Sunday, March 11, 2012

An Accidental Cowboy, Barking Backward

I have always found people with multiple passions more interesting than single- subject obsessives.

I first became aware of Jameson Parker... well, a LONG time ago, when he starred in our generation's finest California TV mystery series Simon and Simon, playing the preppier younger brother and partner in a PI business to Gerald McRaney's Marine veteran and hipster in an uncharacteristically smart show, written with a light touch that never quite forgot the darkness that lurks beneath SoCal's sunny surface.

After the show I heard about his involvement in various projects. Apparently he was a hunter and bird dog man, and knowledgeable about guns -- despite his California antecedents, no surprise, because my friends and I had discovered one of the secret delights of S & S was that everyone used appropriate guns, and handled them as though they used them off-set as well. Somewhere along the line -- I don't remember which happened first -- we discovered we had mutual friends, and collaborated on a couple of radio conversations on, naturally, the virtues of various fine shotguns and other sporting matters.

He then wrote a book, an unusual memoir called An Accidental Cowboy. I suspected that I would like it, but it was better than that; not only a fascinating tale about how an educated urban intellectual (forgive me, JP!) suffered through a shocking incident of violence, and somehow not only recovered his equilibrium but became a working cowboy good enough to earn the respect of lifelong professionals.
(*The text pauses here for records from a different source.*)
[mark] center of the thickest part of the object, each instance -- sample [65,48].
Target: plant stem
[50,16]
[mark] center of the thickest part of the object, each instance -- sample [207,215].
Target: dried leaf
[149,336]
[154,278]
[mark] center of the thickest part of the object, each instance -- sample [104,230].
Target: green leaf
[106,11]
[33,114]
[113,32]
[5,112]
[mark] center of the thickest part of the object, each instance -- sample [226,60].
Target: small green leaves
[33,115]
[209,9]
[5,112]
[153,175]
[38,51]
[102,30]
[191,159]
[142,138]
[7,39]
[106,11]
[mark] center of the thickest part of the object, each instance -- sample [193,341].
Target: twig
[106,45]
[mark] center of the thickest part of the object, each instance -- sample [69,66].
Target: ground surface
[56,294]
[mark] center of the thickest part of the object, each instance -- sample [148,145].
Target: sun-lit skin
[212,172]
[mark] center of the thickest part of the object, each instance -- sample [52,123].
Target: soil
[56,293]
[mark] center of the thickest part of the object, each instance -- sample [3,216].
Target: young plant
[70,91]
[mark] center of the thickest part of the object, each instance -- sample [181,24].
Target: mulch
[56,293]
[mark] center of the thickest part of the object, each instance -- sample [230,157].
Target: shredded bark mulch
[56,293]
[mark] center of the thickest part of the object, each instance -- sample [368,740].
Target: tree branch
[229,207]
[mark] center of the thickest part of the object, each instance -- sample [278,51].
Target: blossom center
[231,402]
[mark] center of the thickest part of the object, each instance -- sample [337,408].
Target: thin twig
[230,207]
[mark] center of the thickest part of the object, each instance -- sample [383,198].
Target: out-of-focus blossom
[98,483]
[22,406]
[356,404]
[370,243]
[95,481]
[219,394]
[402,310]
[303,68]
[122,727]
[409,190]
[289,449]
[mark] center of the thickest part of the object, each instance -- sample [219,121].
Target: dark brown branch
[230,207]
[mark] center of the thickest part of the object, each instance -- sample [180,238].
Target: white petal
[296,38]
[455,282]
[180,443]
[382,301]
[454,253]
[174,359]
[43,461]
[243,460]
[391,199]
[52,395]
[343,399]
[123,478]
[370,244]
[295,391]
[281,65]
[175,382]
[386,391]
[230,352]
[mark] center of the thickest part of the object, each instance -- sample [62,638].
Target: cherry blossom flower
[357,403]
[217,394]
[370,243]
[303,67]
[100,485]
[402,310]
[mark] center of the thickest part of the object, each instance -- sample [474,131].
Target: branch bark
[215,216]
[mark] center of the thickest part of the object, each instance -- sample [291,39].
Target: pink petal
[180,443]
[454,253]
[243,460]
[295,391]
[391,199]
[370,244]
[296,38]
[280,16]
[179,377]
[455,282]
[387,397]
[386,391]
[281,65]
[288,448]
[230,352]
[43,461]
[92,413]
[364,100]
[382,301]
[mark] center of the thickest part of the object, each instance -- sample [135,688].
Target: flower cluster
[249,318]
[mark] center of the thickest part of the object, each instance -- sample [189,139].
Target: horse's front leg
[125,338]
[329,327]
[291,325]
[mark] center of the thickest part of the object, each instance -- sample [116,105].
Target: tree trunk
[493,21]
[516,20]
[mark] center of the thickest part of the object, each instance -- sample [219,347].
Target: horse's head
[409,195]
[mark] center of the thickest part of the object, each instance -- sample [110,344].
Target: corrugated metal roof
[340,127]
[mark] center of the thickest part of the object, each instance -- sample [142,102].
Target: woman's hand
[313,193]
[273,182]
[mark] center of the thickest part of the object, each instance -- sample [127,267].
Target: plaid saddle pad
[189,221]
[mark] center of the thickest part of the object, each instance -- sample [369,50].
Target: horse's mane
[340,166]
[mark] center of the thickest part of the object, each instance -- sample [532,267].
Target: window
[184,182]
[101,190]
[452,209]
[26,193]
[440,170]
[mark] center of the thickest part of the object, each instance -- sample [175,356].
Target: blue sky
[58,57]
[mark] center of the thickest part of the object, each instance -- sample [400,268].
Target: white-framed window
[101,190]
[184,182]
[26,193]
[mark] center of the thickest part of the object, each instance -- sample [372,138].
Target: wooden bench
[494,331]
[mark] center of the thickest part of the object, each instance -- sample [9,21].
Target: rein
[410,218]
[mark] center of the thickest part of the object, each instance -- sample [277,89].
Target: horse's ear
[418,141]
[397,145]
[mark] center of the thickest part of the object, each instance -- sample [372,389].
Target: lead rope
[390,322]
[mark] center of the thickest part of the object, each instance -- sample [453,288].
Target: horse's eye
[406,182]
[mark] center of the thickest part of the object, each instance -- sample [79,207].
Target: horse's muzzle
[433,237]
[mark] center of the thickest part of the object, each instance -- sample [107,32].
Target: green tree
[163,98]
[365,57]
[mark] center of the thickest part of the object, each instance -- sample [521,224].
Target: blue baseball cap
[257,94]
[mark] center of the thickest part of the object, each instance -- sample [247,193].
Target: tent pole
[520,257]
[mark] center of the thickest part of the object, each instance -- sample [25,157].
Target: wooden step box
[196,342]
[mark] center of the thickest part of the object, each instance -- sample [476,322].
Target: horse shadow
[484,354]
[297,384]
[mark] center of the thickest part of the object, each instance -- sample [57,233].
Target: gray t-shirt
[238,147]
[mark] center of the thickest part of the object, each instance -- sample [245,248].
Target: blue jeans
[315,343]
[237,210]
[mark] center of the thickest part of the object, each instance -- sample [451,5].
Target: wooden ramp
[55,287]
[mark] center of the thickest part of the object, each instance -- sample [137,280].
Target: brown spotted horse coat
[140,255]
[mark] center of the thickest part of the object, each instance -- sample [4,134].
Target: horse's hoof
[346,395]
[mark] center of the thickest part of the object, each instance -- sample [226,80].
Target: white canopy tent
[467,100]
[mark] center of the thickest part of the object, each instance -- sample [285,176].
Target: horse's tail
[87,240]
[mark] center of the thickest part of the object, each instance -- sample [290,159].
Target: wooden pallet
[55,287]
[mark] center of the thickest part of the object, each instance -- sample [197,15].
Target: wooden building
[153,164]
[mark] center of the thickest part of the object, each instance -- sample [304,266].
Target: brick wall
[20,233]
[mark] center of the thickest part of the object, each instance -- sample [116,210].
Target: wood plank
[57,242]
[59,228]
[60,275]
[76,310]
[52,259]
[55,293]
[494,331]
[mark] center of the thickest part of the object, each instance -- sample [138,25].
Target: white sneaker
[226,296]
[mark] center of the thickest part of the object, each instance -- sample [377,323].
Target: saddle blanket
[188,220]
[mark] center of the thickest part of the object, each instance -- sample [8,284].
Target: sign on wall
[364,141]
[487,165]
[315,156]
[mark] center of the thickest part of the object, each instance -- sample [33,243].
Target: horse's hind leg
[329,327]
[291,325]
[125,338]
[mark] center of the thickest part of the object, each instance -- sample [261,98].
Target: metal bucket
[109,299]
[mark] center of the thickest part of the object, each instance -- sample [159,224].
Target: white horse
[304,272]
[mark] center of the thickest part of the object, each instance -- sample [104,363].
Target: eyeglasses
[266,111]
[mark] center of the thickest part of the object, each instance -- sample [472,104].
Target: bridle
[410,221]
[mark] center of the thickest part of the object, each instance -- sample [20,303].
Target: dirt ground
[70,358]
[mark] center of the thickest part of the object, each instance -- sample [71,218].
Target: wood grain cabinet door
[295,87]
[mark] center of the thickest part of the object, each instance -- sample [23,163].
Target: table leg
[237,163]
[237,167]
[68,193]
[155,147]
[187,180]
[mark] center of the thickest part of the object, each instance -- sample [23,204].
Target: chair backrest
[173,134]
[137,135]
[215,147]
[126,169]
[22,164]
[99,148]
As a westerner who is not a cowboy, but hangs out with plenty of them, I have some idea of how hard that is. He also revealed himself to be a natural writer -- as he is also an omnivorous and voracious reader this somehow doesn't surprise me either. His unpretentious but serious little book is one of my favorite present-day memoirs.
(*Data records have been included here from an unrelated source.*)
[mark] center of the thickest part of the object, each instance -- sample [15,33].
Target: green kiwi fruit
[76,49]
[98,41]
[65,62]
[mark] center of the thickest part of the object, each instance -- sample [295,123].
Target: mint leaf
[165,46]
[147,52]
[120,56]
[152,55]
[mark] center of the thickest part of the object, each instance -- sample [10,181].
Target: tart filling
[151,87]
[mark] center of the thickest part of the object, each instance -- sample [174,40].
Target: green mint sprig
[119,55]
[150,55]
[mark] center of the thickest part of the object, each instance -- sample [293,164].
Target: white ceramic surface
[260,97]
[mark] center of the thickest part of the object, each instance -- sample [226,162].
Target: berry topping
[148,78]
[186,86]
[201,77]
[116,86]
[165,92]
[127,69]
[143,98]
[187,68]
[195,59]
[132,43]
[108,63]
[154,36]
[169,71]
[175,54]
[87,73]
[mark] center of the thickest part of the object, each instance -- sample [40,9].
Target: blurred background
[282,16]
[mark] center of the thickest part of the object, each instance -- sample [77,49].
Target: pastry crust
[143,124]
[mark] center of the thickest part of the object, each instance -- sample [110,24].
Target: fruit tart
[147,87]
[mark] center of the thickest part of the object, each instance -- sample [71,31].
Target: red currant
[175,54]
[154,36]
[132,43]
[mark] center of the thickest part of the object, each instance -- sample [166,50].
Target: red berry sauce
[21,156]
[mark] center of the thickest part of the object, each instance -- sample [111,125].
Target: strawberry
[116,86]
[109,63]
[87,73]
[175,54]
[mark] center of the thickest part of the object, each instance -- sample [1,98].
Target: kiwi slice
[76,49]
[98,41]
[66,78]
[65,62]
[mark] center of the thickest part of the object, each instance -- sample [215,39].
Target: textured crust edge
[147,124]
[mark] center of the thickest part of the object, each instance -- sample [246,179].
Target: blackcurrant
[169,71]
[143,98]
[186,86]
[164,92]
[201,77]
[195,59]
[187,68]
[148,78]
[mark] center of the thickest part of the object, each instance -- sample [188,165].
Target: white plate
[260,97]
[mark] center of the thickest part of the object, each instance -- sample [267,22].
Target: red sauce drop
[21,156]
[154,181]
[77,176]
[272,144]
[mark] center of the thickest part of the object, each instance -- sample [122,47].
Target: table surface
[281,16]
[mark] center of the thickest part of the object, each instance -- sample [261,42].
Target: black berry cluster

He hasn't rested on his laurels yet. He has been producing everything from e-books and short stories to editing a book on dead dogs, while hunting and fishing with a passion that can't endear him to his erstwhile Hollywood comrades. He also writes on western and cowboy matters for the new western magazines that often feature my other literate semi-cowboy colleague, songwriter Tom Russell.
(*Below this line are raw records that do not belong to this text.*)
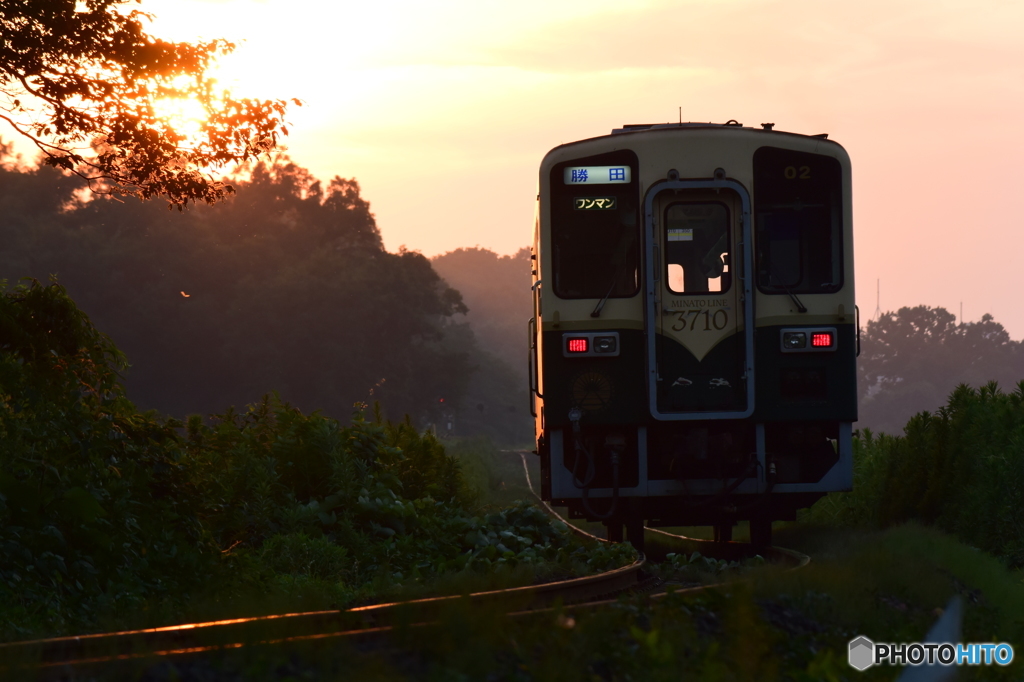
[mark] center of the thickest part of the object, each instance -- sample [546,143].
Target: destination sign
[597,175]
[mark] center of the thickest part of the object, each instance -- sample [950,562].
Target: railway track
[55,657]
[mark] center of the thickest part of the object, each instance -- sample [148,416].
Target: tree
[913,358]
[82,81]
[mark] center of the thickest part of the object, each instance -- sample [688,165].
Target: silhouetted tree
[85,75]
[913,358]
[285,286]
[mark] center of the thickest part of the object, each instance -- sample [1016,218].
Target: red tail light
[821,339]
[579,345]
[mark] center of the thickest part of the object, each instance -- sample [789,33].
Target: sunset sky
[442,111]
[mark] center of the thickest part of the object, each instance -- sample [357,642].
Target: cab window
[595,230]
[696,248]
[798,221]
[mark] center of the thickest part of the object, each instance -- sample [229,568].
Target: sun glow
[184,115]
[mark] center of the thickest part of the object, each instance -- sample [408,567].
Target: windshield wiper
[771,273]
[600,304]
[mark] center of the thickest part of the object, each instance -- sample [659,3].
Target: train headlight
[808,340]
[588,344]
[794,340]
[578,345]
[821,339]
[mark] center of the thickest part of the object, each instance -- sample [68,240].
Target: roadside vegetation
[960,469]
[111,517]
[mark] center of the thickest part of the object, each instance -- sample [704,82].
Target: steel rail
[729,551]
[373,621]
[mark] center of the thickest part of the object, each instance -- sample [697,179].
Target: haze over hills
[288,288]
[496,291]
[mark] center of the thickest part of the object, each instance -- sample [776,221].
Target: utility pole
[878,300]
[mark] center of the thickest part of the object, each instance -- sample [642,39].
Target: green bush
[110,515]
[960,469]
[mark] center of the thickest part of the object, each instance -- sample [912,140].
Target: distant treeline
[286,287]
[913,358]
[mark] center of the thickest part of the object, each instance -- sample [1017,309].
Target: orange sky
[443,110]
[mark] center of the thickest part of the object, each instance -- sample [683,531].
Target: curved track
[52,657]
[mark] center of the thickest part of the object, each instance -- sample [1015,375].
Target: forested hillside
[496,290]
[913,358]
[286,287]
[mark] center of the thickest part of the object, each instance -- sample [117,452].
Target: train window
[696,248]
[798,218]
[595,231]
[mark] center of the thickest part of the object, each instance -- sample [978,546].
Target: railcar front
[694,333]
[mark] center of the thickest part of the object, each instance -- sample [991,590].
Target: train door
[699,304]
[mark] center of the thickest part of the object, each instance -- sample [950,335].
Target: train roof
[730,126]
[732,123]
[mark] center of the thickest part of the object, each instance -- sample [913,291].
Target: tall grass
[960,469]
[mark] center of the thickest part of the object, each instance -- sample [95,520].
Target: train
[694,333]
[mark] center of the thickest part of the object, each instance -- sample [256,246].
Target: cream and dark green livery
[694,333]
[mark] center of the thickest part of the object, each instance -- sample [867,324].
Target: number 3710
[696,320]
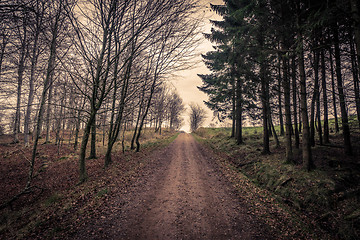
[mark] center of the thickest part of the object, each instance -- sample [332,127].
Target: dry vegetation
[325,199]
[57,201]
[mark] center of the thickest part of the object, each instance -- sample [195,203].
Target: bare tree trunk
[21,69]
[314,97]
[356,22]
[238,135]
[233,127]
[333,91]
[273,129]
[282,132]
[47,85]
[93,140]
[34,61]
[325,100]
[306,146]
[265,111]
[49,109]
[286,87]
[344,116]
[355,72]
[294,91]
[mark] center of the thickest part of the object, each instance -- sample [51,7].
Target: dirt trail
[180,195]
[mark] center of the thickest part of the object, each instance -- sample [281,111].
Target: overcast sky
[186,82]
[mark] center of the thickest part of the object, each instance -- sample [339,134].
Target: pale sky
[187,81]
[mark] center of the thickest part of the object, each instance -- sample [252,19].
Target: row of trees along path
[298,56]
[90,65]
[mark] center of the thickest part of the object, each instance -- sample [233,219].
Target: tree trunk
[286,87]
[84,142]
[306,147]
[356,22]
[344,116]
[47,84]
[314,97]
[325,100]
[355,72]
[273,129]
[265,112]
[333,91]
[21,69]
[281,119]
[93,141]
[233,128]
[294,91]
[49,108]
[238,136]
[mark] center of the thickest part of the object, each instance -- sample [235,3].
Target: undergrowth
[328,195]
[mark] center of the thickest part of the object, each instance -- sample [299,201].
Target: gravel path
[180,194]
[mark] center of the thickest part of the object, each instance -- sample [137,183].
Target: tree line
[298,60]
[86,66]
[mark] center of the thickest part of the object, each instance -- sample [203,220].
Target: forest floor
[177,190]
[181,191]
[325,199]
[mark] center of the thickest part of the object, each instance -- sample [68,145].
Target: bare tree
[197,116]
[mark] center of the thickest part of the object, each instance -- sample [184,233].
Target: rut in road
[181,195]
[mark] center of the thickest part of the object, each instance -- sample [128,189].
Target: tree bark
[21,69]
[325,100]
[281,119]
[294,91]
[344,116]
[356,26]
[333,91]
[93,140]
[306,146]
[238,133]
[355,72]
[314,97]
[288,123]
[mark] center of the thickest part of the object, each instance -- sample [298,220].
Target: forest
[90,138]
[71,66]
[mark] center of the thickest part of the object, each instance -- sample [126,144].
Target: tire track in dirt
[180,195]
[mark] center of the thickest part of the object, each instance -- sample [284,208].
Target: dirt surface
[180,195]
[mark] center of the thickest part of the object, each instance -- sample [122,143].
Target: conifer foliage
[285,58]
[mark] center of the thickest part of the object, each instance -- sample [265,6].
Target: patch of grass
[327,194]
[52,199]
Now he has started a website to among other things sell his various books, and a blog, titled Barking Backward. It's only been out a short while, but its mixture of literacy, dark humor, and eclectic subjects will I suspect appeal to any fan of Q. Please check it out. And if you have the slightest interest in why someone with impeccable establishment roots might want to become a cowboy, or if you just like horse work, get yourself a copy of An Accidental Cowboy.

4 comments:

Anonymous said...

Steve, A quick FYI ... the first three seasons of Simon & Simon are available online at the Hulu web site. No cost or apps to download, just have to watch an occasional, brief commerical.

The Black Dogs Love it!

Anonymous said...

It does not suprise me that he has such well rounded, and devloped interest. As the father of a Beloit College grad and a current Beloit freshman, I am well aware of what the "Liberal Arts in Practice" produces. Jameson is a Beloiter also, as well another hero of this blog Roy Chapman Andrews.

Matthew in Missouri

Reid Farmer said...

Does he still live in the Tehachapi area? When we lived there back in the 90s he was one of the occasional "celebrity" sightings we used to have, there, along with the late Jack Palance who also lived in the area

Steve Bodio said...

Matthew-- knew both but hadn't consciously thought of the connection- thanks!

There is also a lot of St John's (and a little MIT) around, plus everything from dropouts like me to Yalies. Q is eclectic-- but it is a nexus of connections and very close "degrees of separation".